Black Charitable Giving Surpasses That of Whites

A new study says that the myth of the selfish Black person is exactly that: a myth.

Posted: 01/12/2012 09:15 AM EST
Philantropy, donations, charitable giving, National News, African Americans

There are a lot of stereotypes about the Black community: that we’re selfish, that we’re angry, that we’re jealous of one another’s success. These kinds of nonsensical lies have plagued generations of African-Americans for literally centuries now, keeping us out of jobs, neighborhoods, public office and schools. But while old stereotypes die hard, a new study is out that should at least help some of these prejudices along in their journey toward the grave.


According to a new study from the WK Kellogg Foundation, a nonprofit dedicated to improving the lives of needy children and families, African-Americans are not as selfish as the racists claim. The report, Cultures of Giving: Energizing and Expanding Philanthropy by and for Communities of Color, explores the rise of charity in communities of color. It finds that though most people may picture philanthropists as being old-money whites pitying people less fortunate, the people actually participating in charity look just like you and me.
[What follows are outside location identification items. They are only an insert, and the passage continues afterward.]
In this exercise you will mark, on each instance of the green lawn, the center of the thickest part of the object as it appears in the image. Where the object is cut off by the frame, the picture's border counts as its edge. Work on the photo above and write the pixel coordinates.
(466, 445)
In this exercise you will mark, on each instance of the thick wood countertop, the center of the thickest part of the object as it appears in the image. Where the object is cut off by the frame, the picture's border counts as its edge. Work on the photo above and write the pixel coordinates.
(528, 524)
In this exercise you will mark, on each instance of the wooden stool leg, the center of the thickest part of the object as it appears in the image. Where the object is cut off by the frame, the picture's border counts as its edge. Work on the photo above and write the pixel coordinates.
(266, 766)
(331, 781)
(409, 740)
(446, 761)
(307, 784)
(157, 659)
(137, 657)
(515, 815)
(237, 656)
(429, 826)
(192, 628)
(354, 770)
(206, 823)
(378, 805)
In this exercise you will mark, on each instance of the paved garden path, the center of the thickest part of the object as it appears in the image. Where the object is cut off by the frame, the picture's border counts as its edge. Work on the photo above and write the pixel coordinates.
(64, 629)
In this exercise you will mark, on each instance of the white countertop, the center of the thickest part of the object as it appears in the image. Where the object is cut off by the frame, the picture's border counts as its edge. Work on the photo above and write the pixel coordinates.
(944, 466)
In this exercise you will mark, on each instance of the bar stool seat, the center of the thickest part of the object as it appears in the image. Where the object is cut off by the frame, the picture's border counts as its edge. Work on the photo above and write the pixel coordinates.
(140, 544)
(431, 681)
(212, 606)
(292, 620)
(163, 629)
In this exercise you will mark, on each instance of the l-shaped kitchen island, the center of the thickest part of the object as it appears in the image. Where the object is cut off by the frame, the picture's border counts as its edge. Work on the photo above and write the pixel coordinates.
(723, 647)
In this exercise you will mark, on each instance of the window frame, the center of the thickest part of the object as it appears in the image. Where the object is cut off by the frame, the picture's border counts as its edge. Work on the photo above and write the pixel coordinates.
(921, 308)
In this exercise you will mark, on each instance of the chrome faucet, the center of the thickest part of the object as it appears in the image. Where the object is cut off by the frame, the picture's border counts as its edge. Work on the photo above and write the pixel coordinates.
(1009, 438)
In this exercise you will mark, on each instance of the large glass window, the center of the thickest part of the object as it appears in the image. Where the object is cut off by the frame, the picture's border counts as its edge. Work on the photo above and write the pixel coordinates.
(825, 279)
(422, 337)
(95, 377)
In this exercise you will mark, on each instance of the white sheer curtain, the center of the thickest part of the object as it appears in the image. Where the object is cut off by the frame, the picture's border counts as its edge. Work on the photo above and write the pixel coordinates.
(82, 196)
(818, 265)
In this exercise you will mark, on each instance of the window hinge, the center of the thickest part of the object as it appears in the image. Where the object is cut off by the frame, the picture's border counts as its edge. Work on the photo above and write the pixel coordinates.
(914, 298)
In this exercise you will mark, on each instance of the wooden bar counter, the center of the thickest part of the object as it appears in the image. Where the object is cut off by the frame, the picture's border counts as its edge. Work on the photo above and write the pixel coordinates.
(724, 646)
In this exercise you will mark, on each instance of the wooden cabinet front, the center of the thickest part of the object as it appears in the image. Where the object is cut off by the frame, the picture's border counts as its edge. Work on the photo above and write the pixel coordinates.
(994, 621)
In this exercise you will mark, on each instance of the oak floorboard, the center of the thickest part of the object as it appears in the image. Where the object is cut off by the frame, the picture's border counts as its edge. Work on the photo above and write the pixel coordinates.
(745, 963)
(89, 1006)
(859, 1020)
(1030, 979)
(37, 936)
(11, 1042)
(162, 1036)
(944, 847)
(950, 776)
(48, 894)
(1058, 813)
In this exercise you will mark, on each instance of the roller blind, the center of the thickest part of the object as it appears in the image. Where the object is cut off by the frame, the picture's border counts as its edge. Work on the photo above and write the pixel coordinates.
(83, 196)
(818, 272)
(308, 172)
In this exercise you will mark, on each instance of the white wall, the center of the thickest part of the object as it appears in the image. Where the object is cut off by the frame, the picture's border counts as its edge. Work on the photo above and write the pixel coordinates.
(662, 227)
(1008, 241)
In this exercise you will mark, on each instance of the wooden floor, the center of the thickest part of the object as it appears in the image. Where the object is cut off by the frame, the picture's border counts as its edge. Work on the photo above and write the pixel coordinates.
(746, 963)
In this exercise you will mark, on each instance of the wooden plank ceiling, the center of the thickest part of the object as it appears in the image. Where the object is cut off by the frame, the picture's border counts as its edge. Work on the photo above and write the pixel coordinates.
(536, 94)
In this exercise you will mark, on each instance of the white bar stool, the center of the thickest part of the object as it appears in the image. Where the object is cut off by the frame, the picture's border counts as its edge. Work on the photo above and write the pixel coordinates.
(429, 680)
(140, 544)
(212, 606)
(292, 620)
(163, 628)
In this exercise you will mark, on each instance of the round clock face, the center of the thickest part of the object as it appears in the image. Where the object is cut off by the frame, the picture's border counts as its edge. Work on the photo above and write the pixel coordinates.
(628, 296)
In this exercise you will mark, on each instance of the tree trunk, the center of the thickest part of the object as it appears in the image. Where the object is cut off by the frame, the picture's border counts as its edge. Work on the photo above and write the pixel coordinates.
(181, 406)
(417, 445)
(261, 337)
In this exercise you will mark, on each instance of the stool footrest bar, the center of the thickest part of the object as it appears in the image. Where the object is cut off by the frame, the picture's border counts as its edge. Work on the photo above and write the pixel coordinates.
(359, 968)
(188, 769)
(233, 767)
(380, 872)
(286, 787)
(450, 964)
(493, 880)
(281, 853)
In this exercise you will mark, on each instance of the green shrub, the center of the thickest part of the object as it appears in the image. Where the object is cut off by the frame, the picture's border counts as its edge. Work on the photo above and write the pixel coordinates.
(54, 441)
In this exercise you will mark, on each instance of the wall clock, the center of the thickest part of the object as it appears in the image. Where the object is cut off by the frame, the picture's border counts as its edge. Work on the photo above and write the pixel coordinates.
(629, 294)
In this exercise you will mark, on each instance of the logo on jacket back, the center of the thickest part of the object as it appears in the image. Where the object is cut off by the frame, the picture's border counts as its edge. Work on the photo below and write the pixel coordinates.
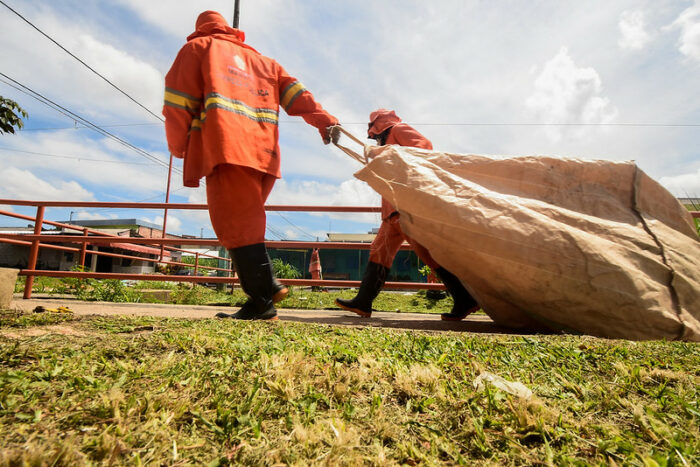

The report says that a full 63 percent of Latino households now donate to charity, and Blacks are actually 25 percent more likely than whites to give money away.


"Say the word ‘philanthropist,’ and most people envision wealthy white do-gooders writing large checks in the millions," Kellogg Foundation CEO Sterling Speirn wrote in a statement. “In recent years, the definition of philanthropy has begun to broaden to include a larger swath of human generosity, with any-size contributions not just from the wealthy but from people of every income bracket, including nurses, plumbers, hairdressers and civil servants, and growing giving among the Black, Latino, American Indian, Arab-American and Asian-American communities.”


Kellogg doesn’t get into why the disparity between Black and white giving exists, but it’s probably safe to assume that Blacks, having learned to deal with hardship for so long, find it important to give to others in need. Regardless of why it’s happening, it’s nice to see that it is. Many African-Americans may not be wealthy materially, but empathy is worth its weight in gold.